Once, we even had a contest to see who could eat their doughnut holes the fastest. That race ended with a quick-thinking customer's interlocked fingers around my stomach and a discharged doughnut hole snailing down the display case.
Later, I'd heard Wille's had moved to Jackson, and I wasn't sure what happened after that.
Then, last week, I found out that Wille's Bakery was opening again in Cape Girardeau, this time at 1215 Broadway in the old Patrick's Cleaners Building. The store is expected to open in March.
Leonard Wille, now 73, operated the Cape Girardeau bakery from 1973 until 1985 before moving it to Jackson. This time, his son, Ralph Wille, who also has been a baker his whole life, is running the bakery and his father will be helping out.

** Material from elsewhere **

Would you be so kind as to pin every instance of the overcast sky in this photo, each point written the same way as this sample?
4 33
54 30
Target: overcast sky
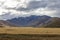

"Since high school, I haven't done anything else," Wille said. "I learned it all from Dad. We're just a couple of old scratch bakers."
The new bakery will have a drive-through and the doughnuts will be made from scratch as well as danish and some cakes. Unlike the olden days, the new Wille's won't make wedding cakes or bread.
"We're going to have to streamline things a little more," Wille said. "We can't get as big as we once did. I just want to stay leaner."
There will also be milk and coffee.
Wille said he was glad to be getting back to Cape Girardeau.
"Cape was good to us," he said. "We did really well when we were there."
But I wouldn't recommend eating those doughnut holes too quickly.